El nuevo nombre de toponimia religiosa está relacionado con la alusión que hizo el obispo Gregorio Naciancieno Hoyos cuando, en 1911, lo comparó con los pesebres navideños que se veían en las casas, “colgando de la montaña”.
El municipio de Santuario tiene una vista impresionante hacia las hermosas tierras de Risaralda y la zona montañosa, destacándose el cerro de Tatamá. Tuvo dos procesos fundacionales: la primera avanzada de colonización es de finales del siglo XVIII y la fase posterior se desarrolla desde 1872.
Dosquebradas es una ciudad próspera, con talla industrial y de gran crecimiento urbano, a tal punto que se confunde con Pereira en su extensión superficiaria. Perteneció a Santa Rosa de Cabal hasta el año 1972, cuando la Asamblea Departamental elaboró la ordenanza que lo elevó a la categoría de municipio.
Guática, también conocido como “El idilio del paisaje”, sigue siendo un municipio bucólico y precioso. La primera fundación se remonta a marzo de 1627, cuando llegó a la región un visitador de la Real Audiencia. Luego, hacia 1860, se fundan dos poblados aledaños llamados Pueblo Nuevo y San Clemente. Y fue en abril de 1921 cuando se crea el municipio de Guática, con San Clemente como su corregimiento.
En 1893, La Celia era solo un asentamiento de 14 ranchos y tenía inicialmente el nombre de Barcelona. En 1915 cambió el nombre por La Celia, en homenaje a una conocida comerciante del lugar. Y fue en 1959 cuando se declaró municipio, porque hasta entonces había sido corregimiento de Santuario.
La Virginia es un puerto sobre el río Cauca; ya existía como asentamiento en el siglo XVIII, fundado por población afrodescendiente procedente de Cartago y otros lares.

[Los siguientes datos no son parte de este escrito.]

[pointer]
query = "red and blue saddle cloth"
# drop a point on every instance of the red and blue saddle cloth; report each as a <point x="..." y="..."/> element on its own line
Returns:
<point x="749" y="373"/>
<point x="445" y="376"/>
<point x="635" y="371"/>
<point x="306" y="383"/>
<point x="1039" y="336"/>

Entre 1886 y 1887 se refunda el poblado, que fue conocido primero como Nigricia y posteriormente como Sopinga.
Marsella es un municipio patrimonial. En 1860 todavía era selva y montaña; se trataba de un caserío muy humilde, con casas de teja de paja y de guadua. El municipio como tal se crea en 1905; primero se llamó Segovia. La Asamblea de Caldas, en 1915, bautizó al poblado con el nombre de Marsella, en homenaje a Francia y a la cultura francesa.
Pueblo Rico se caracteriza por la convergencia de tres culturas. Allí se asientan los indígenas embera chamí, población afrodescendiente procedente del Chocó, departamento con el cual limita, y los descendientes de colonos antioqueños que fundaron el municipio en 1891.